Semantic Trimming and Auxiliary Multi-step Prediction for Generative Recommendation

Generative Recommendation (GR) has recently transitioned from atomic item-indexing to Semantic ID (SID)-based frameworks to capture intrinsic item relationships and enhance generalization. However, the adoption of high-granularity SIDs leads to two critical challenges: prohibitive training overhead due to sequence expansion and unstable performance reliability characterized by non-monotonic accuracy fluctuations. We identify that these disparate issues are fundamentally rooted in the Semantic Dilution Effect, where redundant tokens waste massive computation and dilute the already sparse learning signals in recommendation.
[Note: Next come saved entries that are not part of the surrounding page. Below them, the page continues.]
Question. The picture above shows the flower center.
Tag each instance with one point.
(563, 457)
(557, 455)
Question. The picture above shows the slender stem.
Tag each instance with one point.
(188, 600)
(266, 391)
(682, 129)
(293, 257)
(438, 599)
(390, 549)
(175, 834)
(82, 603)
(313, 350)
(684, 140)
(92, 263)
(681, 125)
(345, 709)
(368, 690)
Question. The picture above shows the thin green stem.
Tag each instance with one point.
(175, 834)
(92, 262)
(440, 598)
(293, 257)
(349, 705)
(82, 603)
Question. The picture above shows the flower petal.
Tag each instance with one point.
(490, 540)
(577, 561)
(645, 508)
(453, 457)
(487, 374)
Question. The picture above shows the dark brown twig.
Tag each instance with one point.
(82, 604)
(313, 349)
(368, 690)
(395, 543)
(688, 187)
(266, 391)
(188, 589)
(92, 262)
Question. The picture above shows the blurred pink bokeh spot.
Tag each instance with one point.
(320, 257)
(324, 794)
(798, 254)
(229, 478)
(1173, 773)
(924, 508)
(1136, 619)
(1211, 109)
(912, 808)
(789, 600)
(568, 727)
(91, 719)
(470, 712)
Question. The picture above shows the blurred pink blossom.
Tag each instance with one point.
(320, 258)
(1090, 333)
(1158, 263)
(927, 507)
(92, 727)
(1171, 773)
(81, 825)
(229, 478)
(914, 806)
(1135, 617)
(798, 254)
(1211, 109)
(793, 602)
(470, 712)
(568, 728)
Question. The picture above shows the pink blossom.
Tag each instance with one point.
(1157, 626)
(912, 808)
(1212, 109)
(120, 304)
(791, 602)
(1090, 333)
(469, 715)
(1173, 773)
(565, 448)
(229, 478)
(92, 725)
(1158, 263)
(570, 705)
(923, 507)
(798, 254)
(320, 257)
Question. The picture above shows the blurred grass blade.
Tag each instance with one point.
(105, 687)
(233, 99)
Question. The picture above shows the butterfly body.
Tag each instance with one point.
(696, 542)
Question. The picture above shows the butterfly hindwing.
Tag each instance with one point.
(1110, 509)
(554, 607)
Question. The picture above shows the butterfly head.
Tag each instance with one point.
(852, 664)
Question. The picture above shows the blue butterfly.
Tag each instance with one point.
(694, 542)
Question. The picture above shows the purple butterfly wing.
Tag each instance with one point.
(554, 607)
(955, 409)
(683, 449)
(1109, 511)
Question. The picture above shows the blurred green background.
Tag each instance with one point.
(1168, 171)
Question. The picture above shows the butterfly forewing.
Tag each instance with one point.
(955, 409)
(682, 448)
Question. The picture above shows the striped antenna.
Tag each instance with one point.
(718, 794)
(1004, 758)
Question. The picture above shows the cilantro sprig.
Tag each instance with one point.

To counteract this, we propose STAMP (Semantic Trimming and Auxiliary Multi-step Prediction), a framework utilizing a dual-end optimization strategy. We argue that effective SID learning requires simultaneously addressing low input information density and sparse output supervision. On the input side, Semantic Adaptive Pruning (SAP) dynamically filters redundancy during the forward pass, converting noise-laden sequences into compact, information-rich representations. On the output side, Multi-step Auxiliary Prediction (MAP) employs a multi-token objective to densify feedback, strengthening long-range dependency capture and ensuring robust learning signals despite compressed inputs. Unifying input purification and signal amplification, STAMP enhances both training efficiency and representation capability. Experiments on public Amazon and large-scale industrial datasets show STAMP achieves 1.23--1.38$\times$ speedup and 17.2\%--54.7\% VRAM reduction while maintaining or improving performance across multiple architectures.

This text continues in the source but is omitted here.